On constant multi-commodity flow-cut gaps for directed minor-free graphs

TL;DR

This paper establishes the first constant upper bounds for the multi-commodity flow-cut gap in certain classes of directed graphs, advancing understanding of flow-cut relationships beyond undirected graphs.

Contribution

It proves that the flow-cut gap is constant for directed series-parallel graphs, graphs of bounded pathwidth, directed trees, and cycles, using new embeddings and quasipartitions.

Findings

Flow-cut gap is O(1) for directed series-parallel graphs.

Flow-cut gap is O(1) for directed graphs of bounded pathwidth.

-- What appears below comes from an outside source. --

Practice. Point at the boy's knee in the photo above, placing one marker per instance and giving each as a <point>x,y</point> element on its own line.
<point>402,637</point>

New embeddings and Lipschitz quasipartitions are developed for quasimetric spaces.

Abstract

The multi-commodity flow-cut gap is a fundamental parameter that affects the performance of several divide \& conquer algorithms, and has been extensively studied for various classes of undirected graphs. It has been shown by Linial, London and Rabinovich \cite{linial1994geometry} and by Aumann and Rabani \cite{aumann1998log} that for general $n$-vertex graphs it is bounded by $O(\log n)$ and the Gupta-Newman-Rabinovich-Sinclair conjecture \cite{gupta2004cuts} asserts that it is $O(1)$ for any family of graphs that excludes some fixed minor. The flow-cut gap is poorly understood for the case of directed graphs. We show that for uniform demands it is $O(1)$ on directed series-parallel graphs, and on directed graphs of bounded pathwidth. These are the first constant upper bounds of this type for some non-trivial family of directed graphs. We also obtain $O(1)$ upper bounds for the general multi-commodity flow-cut gap on directed trees and cycles. These bounds are obtained via new embeddings and Lipschitz quasipartitions for quasimetric spaces, which generalize analogous results form the metric case, and could be of independent interest. Finally, we discuss limitations of methods that were developed for undirected graphs, such as random partitions, and random embeddings.